Born a shaman and a healer in Uganda, East Africa, Minazali Bhimji (Ali) grew up in a very spiritual family with a long family line of shamans. The massage therapist and shiatsu instructor, who teaches at the Eyes Wide Open Center, in Bonita Springs, received his shamanic teachings from his grandmother. “Grandmother taught me to be totally in alignment with Gaia, Mother Earth, whose vibrations I feel through my feet. I sense Father Spirit’s energy from above. When I bring these together in my heart chakra, I become a vessel for healing,” says the owner of Ancient Touch Massage Therapy and Shiatsu Practitioners, in Bonita Springs.
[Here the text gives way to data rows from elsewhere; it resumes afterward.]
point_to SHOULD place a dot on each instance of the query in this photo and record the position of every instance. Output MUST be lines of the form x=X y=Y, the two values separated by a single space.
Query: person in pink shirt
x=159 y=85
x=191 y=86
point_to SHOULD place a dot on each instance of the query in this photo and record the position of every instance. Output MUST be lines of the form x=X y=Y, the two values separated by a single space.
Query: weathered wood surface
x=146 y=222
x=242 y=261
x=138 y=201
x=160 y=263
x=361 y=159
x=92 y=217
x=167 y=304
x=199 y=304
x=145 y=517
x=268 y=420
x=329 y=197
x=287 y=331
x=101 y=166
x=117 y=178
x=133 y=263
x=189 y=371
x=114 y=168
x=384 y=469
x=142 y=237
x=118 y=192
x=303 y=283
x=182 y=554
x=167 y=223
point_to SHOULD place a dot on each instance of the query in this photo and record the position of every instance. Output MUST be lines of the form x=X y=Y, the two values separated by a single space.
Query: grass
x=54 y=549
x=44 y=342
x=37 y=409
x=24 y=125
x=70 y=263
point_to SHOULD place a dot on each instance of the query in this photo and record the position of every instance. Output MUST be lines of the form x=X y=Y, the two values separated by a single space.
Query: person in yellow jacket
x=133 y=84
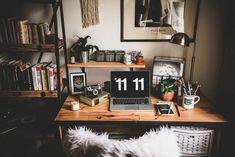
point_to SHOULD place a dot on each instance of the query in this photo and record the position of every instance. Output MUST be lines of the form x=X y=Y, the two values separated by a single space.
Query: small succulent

Bhimji speaks in an ancient green language, which he says the animals and plants use to talk. A fascinating storyteller, his questions are piercing, but meant to teach, enlighten and educate. “Did you know that you are the Earth, sun and moon; that your heart is the sun that beats 25,900 times a day? Did you know that your liver is Jupiter and your gallbladder is Mars? That your spleen is Saturn, your kidneys are Venus and your spine is Uranus? Did you know that we are part of all planets, including the meteor belt? When you practice shamanism, you are practicing oneness based on unconditional love from Divine Mother and Father Spirit. Here there is no separation and no labels,” advises Bhimji.
It appears that shamanism lends itself well to the poetry of Rumi, who wrote, “We come spinning out of nothingness, scattering stars like dust;” to that of William Blake, who saw the world in a grain of sand and heaven in a wildflower. Perhaps they, like shamans, viewed the world with the magic of childlike wonder, a worldview that our culture snatches away from us all too early. Perhaps once, we were all shamans.